Unfortunately, the findings from a new study from The Pew Charitable Trusts, a nonprofit organization working to improve public policy, indicate that the rags-to-riches story may belong in the fiction aisle for the majority of poor Americans. Using data from families between 1968 to the present, the research reveals that 70 percent of children who are born into lower-class conditions never even make it to the middle class, let alone the upper tier of society. The research also underscores a continuing racial disparity in the country. Whites are twice as likely as blacks to leave the bottom rung of the ladder.
These findings are troubling, but the research does highlight which factors can make an individual’s personal-finance situation more promising. Earning a college degree and being part of a dual-earning family increase the likelihood of moving up from the bottom.
There is another very important piece of the American-dream equation. The report points out that individuals who did leave the bottom of the economic ladder had six times higher median liquid savings. Consider this statistic: Someone with $10,000 in liquid savings is 5.5 times more likely to move to the middle class than someone with just $1,000 in liquid savings.

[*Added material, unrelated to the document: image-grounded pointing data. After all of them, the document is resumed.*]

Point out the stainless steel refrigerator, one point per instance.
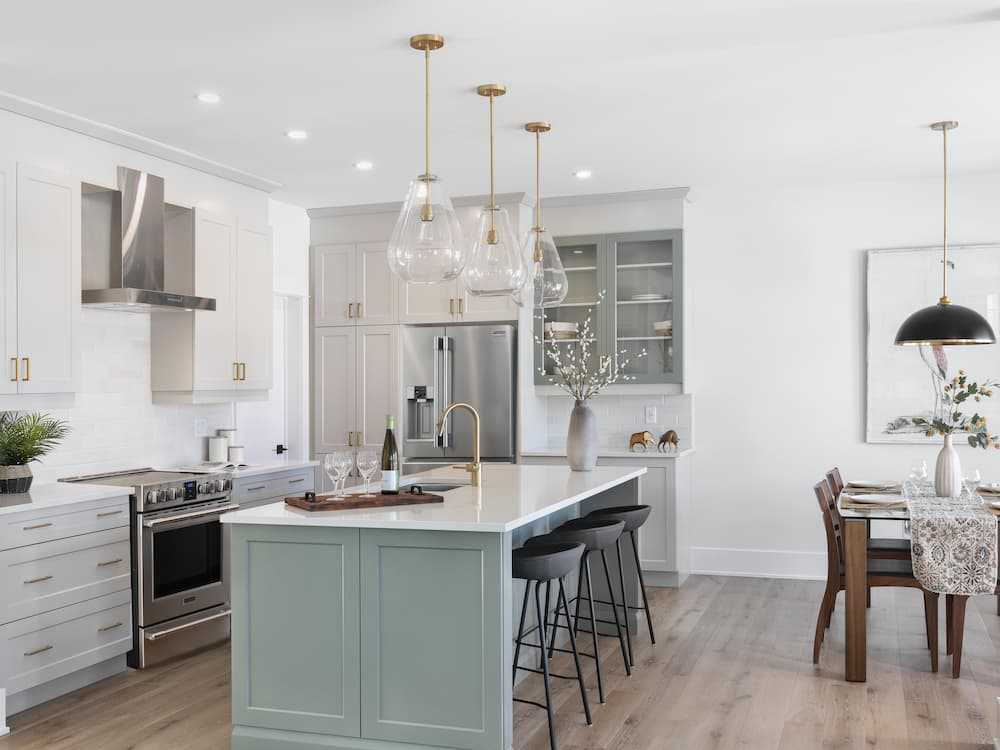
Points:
(444, 364)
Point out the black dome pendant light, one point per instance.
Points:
(945, 324)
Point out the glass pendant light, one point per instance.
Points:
(547, 285)
(496, 266)
(945, 323)
(427, 246)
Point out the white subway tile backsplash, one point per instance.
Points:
(115, 424)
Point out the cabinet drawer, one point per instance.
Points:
(61, 523)
(45, 647)
(51, 575)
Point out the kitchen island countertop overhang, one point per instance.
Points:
(512, 496)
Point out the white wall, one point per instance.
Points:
(776, 356)
(115, 424)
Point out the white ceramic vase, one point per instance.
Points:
(581, 441)
(948, 471)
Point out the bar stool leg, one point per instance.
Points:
(576, 656)
(614, 609)
(520, 631)
(642, 588)
(621, 580)
(593, 625)
(545, 669)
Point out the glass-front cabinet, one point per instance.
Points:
(640, 273)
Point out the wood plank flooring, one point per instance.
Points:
(732, 669)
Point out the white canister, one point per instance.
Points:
(218, 450)
(237, 455)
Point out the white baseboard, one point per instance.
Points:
(758, 563)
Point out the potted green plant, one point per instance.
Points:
(25, 438)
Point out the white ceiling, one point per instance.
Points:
(645, 93)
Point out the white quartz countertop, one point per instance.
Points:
(56, 494)
(272, 467)
(512, 495)
(560, 451)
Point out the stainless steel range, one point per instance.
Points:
(180, 560)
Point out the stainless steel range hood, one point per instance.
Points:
(124, 249)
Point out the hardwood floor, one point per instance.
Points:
(732, 669)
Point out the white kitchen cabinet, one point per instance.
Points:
(355, 385)
(352, 284)
(226, 354)
(40, 278)
(254, 307)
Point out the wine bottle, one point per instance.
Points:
(390, 459)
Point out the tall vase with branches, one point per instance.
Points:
(574, 370)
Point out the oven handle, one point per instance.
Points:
(185, 626)
(196, 514)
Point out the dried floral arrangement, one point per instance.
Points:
(573, 369)
(950, 397)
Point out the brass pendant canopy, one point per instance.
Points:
(945, 324)
(427, 246)
(496, 266)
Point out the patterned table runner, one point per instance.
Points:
(953, 541)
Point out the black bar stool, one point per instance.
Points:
(633, 516)
(597, 535)
(540, 563)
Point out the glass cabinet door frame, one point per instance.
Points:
(675, 237)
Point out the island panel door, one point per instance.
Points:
(432, 638)
(295, 633)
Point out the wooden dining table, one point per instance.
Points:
(855, 534)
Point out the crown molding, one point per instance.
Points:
(629, 196)
(461, 201)
(127, 139)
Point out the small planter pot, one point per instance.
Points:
(15, 479)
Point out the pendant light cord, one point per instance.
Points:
(944, 239)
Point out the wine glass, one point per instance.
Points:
(343, 462)
(368, 461)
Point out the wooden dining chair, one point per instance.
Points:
(881, 572)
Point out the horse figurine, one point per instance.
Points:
(668, 441)
(642, 440)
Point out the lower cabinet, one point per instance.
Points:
(397, 635)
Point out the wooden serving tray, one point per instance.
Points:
(353, 502)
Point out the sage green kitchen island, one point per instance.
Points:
(393, 628)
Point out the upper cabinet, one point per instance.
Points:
(352, 284)
(40, 279)
(642, 310)
(225, 354)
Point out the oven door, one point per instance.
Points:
(183, 561)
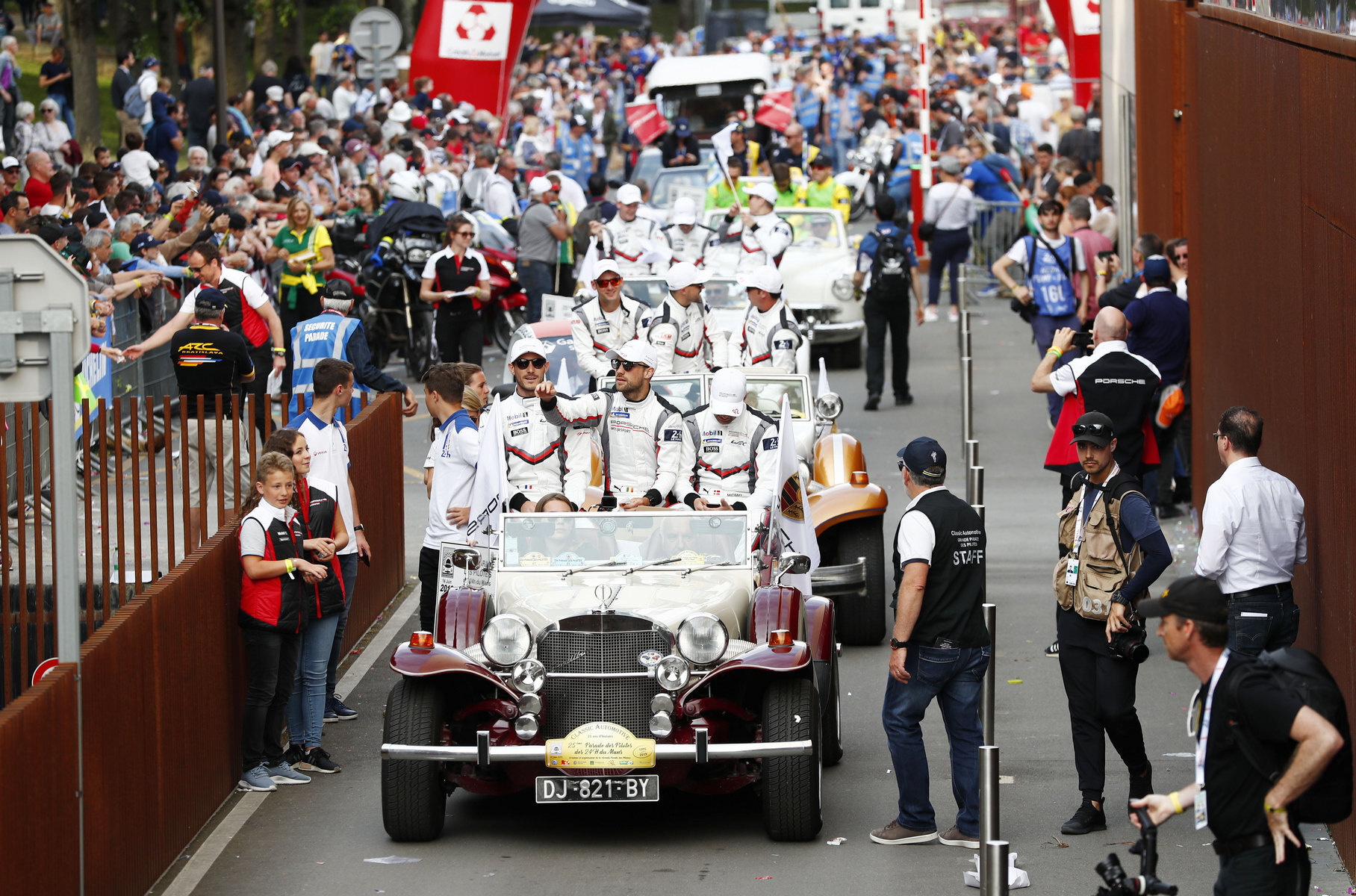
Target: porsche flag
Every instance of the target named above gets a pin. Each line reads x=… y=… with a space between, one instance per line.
x=795 y=528
x=490 y=491
x=646 y=121
x=774 y=110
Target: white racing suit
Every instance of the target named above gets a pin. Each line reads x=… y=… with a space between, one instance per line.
x=543 y=457
x=736 y=462
x=684 y=339
x=596 y=331
x=768 y=339
x=641 y=441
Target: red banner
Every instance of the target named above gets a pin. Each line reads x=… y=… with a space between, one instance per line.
x=646 y=122
x=470 y=46
x=774 y=110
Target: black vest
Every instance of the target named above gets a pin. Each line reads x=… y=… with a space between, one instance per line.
x=955 y=593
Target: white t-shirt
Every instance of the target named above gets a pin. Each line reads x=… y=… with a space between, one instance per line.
x=452 y=457
x=329 y=444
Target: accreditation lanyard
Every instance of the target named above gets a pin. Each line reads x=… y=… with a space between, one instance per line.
x=1201 y=816
x=1074 y=556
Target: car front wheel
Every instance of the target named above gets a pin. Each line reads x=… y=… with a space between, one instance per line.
x=791 y=796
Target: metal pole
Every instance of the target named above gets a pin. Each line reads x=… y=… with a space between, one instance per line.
x=987 y=809
x=995 y=859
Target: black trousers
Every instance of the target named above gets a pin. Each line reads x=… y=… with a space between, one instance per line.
x=882 y=312
x=272 y=662
x=1101 y=704
x=460 y=337
x=427 y=587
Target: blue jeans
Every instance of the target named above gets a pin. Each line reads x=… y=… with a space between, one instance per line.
x=349 y=568
x=1045 y=327
x=307 y=706
x=954 y=676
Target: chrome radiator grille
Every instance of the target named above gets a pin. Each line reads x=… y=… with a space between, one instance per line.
x=574 y=701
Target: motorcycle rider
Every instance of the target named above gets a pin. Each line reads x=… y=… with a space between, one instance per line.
x=541 y=457
x=761 y=234
x=730 y=455
x=822 y=190
x=641 y=434
x=629 y=237
x=686 y=237
x=684 y=339
x=604 y=323
x=771 y=334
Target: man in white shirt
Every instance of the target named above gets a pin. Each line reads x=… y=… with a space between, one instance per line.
x=1252 y=537
x=450 y=473
x=329 y=442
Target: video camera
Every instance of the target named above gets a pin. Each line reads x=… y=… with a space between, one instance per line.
x=1120 y=884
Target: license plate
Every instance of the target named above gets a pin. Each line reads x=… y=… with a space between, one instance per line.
x=605 y=789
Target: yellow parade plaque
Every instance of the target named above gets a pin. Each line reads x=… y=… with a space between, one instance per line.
x=601 y=744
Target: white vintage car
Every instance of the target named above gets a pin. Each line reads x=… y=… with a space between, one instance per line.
x=817 y=271
x=612 y=658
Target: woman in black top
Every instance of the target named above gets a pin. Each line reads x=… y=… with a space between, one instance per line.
x=456 y=281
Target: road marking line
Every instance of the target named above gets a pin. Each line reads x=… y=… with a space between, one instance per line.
x=201 y=862
x=390 y=628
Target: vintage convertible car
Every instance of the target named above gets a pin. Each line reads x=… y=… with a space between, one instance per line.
x=613 y=658
x=817 y=270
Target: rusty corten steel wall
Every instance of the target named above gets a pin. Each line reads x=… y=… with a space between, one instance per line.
x=163 y=681
x=1272 y=224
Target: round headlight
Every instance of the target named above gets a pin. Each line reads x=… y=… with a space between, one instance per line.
x=528 y=675
x=506 y=638
x=671 y=673
x=829 y=405
x=703 y=638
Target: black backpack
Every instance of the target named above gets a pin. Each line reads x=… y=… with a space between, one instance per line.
x=1304 y=676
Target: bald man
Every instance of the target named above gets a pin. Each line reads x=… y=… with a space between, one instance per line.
x=1110 y=380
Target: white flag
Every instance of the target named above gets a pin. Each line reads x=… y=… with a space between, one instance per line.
x=795 y=528
x=491 y=487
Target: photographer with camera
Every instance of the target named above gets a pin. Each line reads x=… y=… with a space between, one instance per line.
x=1111 y=550
x=1240 y=703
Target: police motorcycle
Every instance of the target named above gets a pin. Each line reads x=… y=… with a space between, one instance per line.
x=405 y=234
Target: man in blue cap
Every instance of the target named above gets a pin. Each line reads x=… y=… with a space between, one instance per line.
x=939 y=648
x=679 y=146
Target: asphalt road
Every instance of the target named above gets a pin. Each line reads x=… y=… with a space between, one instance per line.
x=315 y=838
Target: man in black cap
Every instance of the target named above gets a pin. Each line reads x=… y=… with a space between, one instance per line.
x=209 y=361
x=939 y=648
x=1111 y=550
x=1260 y=847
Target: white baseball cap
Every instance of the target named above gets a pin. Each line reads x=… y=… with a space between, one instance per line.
x=685 y=274
x=764 y=191
x=636 y=352
x=685 y=211
x=526 y=346
x=766 y=279
x=727 y=392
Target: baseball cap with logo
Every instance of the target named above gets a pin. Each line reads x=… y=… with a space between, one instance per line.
x=727 y=392
x=635 y=352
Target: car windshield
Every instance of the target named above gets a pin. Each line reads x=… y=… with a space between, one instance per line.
x=624 y=538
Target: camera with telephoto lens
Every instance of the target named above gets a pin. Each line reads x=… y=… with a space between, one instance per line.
x=1119 y=883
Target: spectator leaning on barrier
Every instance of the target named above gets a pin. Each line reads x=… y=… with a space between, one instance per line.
x=1111 y=550
x=939 y=648
x=1252 y=537
x=1260 y=846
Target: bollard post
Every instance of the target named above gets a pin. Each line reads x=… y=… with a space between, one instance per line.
x=995 y=859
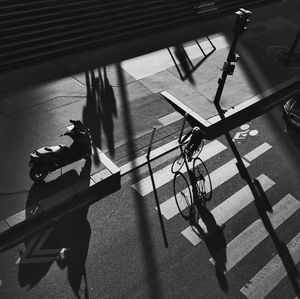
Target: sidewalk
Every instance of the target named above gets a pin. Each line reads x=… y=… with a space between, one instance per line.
x=36 y=117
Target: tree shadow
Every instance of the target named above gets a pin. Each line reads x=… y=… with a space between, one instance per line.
x=100 y=109
x=65 y=243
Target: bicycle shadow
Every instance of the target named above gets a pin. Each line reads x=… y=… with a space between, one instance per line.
x=66 y=242
x=214 y=237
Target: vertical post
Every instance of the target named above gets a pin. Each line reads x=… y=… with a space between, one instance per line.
x=292 y=49
x=239 y=28
x=155 y=191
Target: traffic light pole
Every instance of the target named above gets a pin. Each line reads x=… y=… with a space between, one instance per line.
x=228 y=69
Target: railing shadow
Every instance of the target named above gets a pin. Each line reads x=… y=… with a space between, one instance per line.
x=65 y=243
x=151 y=273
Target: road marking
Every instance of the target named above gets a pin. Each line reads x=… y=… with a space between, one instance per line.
x=218 y=177
x=170 y=118
x=229 y=208
x=34 y=252
x=272 y=273
x=165 y=175
x=257 y=152
x=158 y=61
x=246 y=241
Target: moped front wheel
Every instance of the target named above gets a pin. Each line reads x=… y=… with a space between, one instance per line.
x=38 y=174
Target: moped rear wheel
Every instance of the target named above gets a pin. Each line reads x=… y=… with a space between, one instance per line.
x=38 y=174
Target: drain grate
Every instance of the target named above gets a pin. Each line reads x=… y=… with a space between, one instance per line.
x=281 y=54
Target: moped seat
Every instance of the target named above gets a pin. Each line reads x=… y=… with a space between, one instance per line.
x=50 y=150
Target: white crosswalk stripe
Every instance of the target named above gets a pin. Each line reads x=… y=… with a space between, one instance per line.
x=272 y=273
x=245 y=242
x=229 y=208
x=262 y=283
x=218 y=177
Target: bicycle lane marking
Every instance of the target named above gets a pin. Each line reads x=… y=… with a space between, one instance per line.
x=229 y=208
x=272 y=273
x=218 y=177
x=164 y=175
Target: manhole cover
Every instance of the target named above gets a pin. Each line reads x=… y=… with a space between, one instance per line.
x=282 y=53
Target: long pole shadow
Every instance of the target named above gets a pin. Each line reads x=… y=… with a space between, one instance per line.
x=260 y=198
x=143 y=223
x=66 y=242
x=91 y=114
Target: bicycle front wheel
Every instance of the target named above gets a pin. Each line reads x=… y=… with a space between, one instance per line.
x=203 y=179
x=182 y=194
x=178 y=163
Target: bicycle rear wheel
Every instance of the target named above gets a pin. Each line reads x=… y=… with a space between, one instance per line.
x=182 y=194
x=197 y=152
x=178 y=163
x=203 y=179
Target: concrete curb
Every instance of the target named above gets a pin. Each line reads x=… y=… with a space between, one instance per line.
x=51 y=209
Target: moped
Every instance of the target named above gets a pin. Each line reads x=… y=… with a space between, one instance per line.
x=50 y=158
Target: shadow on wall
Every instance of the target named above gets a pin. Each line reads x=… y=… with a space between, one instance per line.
x=65 y=243
x=100 y=109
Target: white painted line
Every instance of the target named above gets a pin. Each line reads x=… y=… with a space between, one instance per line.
x=16 y=218
x=170 y=118
x=165 y=175
x=272 y=273
x=229 y=208
x=257 y=152
x=110 y=165
x=246 y=241
x=185 y=108
x=218 y=177
x=158 y=61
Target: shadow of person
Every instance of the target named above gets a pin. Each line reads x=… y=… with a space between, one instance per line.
x=66 y=242
x=215 y=242
x=293 y=133
x=91 y=113
x=109 y=110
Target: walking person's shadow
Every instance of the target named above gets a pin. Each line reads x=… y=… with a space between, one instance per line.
x=109 y=110
x=100 y=109
x=66 y=242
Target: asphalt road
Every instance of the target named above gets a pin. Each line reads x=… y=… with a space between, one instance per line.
x=115 y=248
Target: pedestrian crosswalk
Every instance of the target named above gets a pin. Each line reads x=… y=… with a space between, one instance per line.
x=266 y=279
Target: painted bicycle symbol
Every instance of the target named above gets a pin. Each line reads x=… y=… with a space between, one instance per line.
x=244 y=133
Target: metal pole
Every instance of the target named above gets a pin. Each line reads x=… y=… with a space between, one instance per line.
x=291 y=52
x=155 y=191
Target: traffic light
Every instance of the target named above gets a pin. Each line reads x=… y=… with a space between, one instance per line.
x=242 y=21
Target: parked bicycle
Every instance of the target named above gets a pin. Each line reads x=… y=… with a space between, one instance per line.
x=190 y=196
x=189 y=147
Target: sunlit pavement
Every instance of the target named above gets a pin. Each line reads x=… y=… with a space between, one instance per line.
x=37 y=116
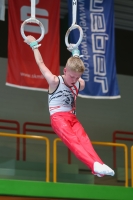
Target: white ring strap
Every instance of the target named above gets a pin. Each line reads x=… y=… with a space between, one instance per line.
x=74 y=12
x=74 y=26
x=32 y=8
x=32 y=19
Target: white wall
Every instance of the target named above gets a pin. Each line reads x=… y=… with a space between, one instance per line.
x=99 y=117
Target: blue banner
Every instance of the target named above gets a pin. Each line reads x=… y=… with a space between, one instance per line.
x=97 y=21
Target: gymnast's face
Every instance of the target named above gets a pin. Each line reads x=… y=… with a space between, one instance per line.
x=71 y=77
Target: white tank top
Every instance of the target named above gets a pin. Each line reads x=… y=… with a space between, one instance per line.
x=63 y=99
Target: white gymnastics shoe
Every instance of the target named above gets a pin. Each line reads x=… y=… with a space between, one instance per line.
x=102 y=169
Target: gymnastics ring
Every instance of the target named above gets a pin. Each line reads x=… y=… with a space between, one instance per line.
x=68 y=32
x=33 y=20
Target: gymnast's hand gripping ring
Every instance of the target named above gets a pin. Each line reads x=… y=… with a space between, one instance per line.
x=33 y=20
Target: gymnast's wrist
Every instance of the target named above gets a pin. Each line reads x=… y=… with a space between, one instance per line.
x=34 y=45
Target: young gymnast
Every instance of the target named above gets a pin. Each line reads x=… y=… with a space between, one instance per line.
x=63 y=91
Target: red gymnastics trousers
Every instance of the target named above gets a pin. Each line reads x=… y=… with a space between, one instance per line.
x=73 y=135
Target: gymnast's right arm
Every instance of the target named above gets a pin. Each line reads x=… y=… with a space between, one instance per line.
x=51 y=78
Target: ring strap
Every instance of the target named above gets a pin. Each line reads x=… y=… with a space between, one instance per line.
x=34 y=43
x=32 y=8
x=74 y=12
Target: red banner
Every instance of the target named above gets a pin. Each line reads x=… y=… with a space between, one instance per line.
x=23 y=71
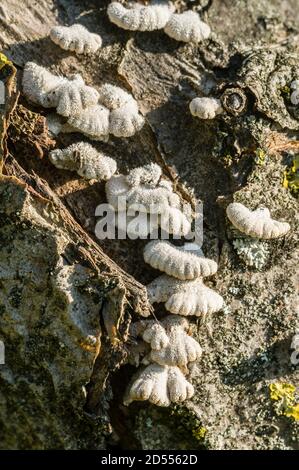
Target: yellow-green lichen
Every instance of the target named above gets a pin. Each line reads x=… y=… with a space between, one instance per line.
x=4 y=61
x=291 y=176
x=284 y=396
x=190 y=423
x=260 y=156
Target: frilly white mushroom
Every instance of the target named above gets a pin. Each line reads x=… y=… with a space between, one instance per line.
x=257 y=223
x=184 y=297
x=160 y=385
x=144 y=197
x=187 y=27
x=126 y=120
x=205 y=108
x=156 y=335
x=140 y=18
x=174 y=221
x=76 y=38
x=38 y=82
x=295 y=92
x=92 y=121
x=71 y=97
x=178 y=348
x=136 y=226
x=177 y=262
x=85 y=160
x=68 y=96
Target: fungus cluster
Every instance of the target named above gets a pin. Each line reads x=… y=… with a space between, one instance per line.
x=94 y=113
x=172 y=349
x=258 y=225
x=160 y=14
x=144 y=190
x=76 y=38
x=85 y=160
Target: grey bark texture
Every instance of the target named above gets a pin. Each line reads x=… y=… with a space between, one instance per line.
x=67 y=299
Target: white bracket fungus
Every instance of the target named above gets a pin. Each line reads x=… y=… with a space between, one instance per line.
x=85 y=160
x=177 y=262
x=205 y=108
x=92 y=121
x=257 y=223
x=140 y=17
x=68 y=96
x=174 y=347
x=71 y=97
x=38 y=82
x=155 y=334
x=124 y=118
x=160 y=385
x=142 y=190
x=187 y=27
x=184 y=297
x=76 y=38
x=145 y=197
x=113 y=96
x=174 y=221
x=295 y=92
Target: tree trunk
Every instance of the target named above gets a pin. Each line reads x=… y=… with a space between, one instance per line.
x=67 y=298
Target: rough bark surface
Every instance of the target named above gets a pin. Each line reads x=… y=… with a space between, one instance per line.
x=66 y=298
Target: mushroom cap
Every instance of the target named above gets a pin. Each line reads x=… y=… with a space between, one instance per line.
x=160 y=385
x=113 y=96
x=76 y=38
x=179 y=349
x=126 y=120
x=144 y=198
x=38 y=81
x=177 y=262
x=257 y=223
x=187 y=27
x=140 y=18
x=71 y=97
x=184 y=297
x=84 y=159
x=92 y=121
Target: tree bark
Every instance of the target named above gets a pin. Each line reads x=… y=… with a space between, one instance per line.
x=65 y=361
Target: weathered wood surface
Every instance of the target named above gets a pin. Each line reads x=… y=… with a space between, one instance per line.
x=245 y=348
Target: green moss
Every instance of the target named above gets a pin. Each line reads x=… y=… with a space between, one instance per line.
x=291 y=176
x=260 y=156
x=283 y=394
x=189 y=423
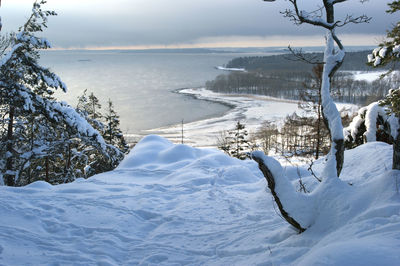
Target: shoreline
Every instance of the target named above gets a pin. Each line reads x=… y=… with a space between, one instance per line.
x=249 y=109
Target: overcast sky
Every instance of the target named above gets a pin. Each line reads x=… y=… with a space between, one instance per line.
x=191 y=23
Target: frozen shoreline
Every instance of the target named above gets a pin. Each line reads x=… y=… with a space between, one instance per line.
x=251 y=110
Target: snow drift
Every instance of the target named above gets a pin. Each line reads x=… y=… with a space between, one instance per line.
x=172 y=204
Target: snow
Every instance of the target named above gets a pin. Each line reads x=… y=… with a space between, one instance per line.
x=172 y=204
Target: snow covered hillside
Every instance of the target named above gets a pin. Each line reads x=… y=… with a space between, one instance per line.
x=172 y=204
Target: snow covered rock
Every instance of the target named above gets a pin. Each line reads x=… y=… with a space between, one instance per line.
x=172 y=204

I realize the challenge that this presents. When someone has very little money, it’s not easy to put much of that away for the future. However, there are small steps that can add up toward big payoffs down the road. Rather than working to figure out how to earn more immediately, it’s wise to determine how to spend less. Reducing expenses is a simple method to saving more.
What do you think of the research? Do you think the American dream can become a reality for poor citizens?